If everything comes together, then it will now be a straight line from here to the end.

To the end of what? The sequence? Or the humanity as we know it?

You need to find the true ontology, find the true morality, and win the intelligence race. For example, if your Friendly AI was to be an expected utility maximizer, it would need to model the world correctly ("true ontology"), value the world correctly ("true morality"), and it would need to outsmart its opponents ("win the intelligence race").

Is there one "true" ontology/morality? Most likely there are many, leading in different directions, not necessarily easy to rank based on our current morality.

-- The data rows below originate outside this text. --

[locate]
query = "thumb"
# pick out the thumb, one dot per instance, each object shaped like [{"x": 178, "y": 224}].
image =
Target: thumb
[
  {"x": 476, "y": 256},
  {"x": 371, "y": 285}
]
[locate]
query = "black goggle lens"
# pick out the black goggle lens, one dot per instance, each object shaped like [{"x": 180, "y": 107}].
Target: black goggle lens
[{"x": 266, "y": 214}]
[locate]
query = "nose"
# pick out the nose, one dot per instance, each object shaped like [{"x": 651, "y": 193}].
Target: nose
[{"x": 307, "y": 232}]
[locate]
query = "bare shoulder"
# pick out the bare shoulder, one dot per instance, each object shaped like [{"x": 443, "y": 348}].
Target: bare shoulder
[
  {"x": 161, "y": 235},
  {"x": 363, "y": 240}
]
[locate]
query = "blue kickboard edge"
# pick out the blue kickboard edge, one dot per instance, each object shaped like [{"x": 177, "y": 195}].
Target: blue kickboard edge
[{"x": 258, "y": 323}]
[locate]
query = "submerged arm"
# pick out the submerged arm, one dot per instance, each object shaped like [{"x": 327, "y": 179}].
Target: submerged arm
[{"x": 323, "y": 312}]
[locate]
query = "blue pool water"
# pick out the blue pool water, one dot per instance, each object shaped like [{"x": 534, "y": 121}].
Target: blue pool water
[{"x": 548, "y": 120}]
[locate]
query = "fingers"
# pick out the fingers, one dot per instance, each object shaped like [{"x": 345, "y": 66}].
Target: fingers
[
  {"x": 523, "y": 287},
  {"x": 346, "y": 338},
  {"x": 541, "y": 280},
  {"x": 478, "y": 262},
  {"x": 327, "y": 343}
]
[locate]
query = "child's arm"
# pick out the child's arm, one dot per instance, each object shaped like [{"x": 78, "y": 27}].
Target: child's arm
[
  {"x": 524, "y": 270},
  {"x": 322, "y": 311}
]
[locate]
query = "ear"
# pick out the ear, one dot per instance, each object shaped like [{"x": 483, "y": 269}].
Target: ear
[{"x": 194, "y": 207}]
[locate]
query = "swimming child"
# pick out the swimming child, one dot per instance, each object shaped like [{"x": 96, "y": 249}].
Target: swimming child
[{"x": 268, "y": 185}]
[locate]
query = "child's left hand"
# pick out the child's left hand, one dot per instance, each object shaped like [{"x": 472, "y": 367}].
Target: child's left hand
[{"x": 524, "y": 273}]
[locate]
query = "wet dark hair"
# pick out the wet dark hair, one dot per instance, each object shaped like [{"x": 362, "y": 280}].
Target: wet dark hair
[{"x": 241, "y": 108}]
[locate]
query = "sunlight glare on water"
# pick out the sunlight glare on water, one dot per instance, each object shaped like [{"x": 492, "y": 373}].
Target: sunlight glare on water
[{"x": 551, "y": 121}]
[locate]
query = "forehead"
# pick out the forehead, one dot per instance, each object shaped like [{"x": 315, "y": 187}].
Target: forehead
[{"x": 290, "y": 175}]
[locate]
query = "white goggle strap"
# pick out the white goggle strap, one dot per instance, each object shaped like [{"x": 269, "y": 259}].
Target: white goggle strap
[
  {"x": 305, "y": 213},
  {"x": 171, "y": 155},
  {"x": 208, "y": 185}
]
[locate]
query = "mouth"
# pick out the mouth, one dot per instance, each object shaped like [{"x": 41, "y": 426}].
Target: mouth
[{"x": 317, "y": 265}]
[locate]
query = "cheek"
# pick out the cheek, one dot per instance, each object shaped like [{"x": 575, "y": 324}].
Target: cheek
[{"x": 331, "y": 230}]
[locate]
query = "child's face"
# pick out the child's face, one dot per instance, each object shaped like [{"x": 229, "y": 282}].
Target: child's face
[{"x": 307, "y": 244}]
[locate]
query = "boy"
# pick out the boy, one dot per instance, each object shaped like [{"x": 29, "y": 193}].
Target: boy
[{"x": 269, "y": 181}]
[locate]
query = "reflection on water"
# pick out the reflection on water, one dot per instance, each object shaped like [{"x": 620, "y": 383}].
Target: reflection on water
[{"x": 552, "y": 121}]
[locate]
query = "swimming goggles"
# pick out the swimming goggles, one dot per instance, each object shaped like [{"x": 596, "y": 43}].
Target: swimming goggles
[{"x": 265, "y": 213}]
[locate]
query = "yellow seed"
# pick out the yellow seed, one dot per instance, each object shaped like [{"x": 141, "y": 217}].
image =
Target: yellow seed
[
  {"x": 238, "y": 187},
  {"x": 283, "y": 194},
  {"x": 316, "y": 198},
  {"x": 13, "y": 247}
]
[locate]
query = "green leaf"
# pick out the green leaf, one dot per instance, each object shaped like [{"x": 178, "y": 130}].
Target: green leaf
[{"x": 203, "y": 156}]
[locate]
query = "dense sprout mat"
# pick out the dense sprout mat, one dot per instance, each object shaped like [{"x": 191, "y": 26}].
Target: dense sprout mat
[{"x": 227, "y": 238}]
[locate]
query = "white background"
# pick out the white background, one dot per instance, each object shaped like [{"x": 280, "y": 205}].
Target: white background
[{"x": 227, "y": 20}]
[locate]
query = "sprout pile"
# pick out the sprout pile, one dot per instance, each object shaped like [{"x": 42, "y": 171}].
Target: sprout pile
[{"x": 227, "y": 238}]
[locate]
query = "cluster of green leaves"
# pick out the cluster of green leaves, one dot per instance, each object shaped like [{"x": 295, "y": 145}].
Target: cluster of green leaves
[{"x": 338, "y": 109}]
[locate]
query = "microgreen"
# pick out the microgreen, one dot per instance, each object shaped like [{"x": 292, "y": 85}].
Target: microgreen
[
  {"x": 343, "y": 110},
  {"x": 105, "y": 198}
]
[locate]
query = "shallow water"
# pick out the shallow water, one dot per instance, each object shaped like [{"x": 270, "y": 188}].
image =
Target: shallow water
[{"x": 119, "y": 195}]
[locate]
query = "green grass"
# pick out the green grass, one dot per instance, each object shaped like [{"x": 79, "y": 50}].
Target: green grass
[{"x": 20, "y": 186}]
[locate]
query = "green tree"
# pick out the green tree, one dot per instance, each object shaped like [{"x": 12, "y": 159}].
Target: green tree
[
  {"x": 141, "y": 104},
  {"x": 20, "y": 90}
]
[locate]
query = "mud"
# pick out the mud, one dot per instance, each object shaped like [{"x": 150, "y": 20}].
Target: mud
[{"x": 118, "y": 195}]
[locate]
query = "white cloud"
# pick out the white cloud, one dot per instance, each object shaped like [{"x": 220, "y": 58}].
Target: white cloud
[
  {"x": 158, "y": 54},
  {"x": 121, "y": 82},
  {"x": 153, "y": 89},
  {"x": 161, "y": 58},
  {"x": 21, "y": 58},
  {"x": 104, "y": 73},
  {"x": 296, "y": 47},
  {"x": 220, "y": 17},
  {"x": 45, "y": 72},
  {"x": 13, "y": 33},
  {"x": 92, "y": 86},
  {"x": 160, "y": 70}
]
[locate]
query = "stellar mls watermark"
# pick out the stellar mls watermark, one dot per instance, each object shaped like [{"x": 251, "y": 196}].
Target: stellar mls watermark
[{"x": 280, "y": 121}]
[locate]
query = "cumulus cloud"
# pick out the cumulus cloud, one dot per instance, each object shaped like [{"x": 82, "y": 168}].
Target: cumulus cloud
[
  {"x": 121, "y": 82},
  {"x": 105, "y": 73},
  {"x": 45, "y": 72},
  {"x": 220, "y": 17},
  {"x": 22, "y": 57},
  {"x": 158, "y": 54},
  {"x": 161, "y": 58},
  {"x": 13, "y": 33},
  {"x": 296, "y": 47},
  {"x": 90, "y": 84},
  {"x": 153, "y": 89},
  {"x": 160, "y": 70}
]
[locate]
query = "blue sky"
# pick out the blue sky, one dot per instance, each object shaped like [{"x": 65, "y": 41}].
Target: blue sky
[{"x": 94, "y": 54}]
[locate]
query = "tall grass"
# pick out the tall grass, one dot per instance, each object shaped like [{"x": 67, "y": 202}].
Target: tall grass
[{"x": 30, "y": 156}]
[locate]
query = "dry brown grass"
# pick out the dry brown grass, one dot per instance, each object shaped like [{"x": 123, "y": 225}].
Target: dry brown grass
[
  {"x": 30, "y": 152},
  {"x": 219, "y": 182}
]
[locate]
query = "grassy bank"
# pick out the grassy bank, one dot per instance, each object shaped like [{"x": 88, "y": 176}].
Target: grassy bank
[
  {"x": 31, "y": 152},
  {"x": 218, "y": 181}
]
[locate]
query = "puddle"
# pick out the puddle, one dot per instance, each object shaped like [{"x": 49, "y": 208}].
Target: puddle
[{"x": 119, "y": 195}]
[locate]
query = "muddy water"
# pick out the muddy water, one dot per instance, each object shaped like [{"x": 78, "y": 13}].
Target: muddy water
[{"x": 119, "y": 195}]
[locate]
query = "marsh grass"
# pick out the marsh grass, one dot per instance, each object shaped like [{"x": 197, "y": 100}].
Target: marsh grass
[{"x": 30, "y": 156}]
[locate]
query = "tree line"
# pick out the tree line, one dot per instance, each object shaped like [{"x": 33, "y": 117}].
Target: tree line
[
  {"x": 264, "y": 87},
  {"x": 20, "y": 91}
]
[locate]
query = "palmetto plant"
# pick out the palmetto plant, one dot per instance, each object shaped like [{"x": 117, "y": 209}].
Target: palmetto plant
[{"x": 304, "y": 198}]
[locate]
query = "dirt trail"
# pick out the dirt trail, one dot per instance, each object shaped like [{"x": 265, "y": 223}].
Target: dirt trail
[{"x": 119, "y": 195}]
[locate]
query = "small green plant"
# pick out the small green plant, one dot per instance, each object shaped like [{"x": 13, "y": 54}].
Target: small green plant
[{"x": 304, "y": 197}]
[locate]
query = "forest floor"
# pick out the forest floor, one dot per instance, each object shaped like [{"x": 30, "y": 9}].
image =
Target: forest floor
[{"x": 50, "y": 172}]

Personally, I am not overly worried that SI will produce anything resembling a working AGI, let alone a self-improving one, on any kind of reasonable time frame, and there is little cause for concern at this point, and definitely no rush to fix any deep conceptual issues you think SI might have. The best outcome one can hope for is that the SI research will produce some interesting results and gets a certain amount of respect from the CS/AI crowd in general. Formulating and proving a theorem or two could be one of those results. Maybe an insight into machine learning.

I am not at all concerned that they would lock a "wrong" epistemology (MWI/Tegmark, whatever) into a self-improving AGI, partly because I think that algorithms for unnecessarily complicated models will be simplified, either externally by the programmers or internally by the machine, into something that better reflects the interaction with the external world.

A more likely outcome is that they hit an unexpected road block fairly quickly, one that makes them go back to the drawing board and reevaluate the basics.

Comment author: Mitchell_Porter 10 August 2012 02:22:55AM 0 points [-]

To the end of what? The sequence? Or the humanity as we know it?

The end of SI's mission, in success, failure, or change of paradigm.

Is there one "true" ontology/morality?

There's one reality so all "true ontologies" ought to be specializations of the same truth. One true morality is a shakier proposition, given that morality is the judgment of an agent and there's more than one agent. It's not even clear that just picking out the moral component of the human decision procedure is enough for SI's purposes. What FAI research is really after is "decision procedure that a sober-minded and fully-informed human being would prefer to be employed by an AGI".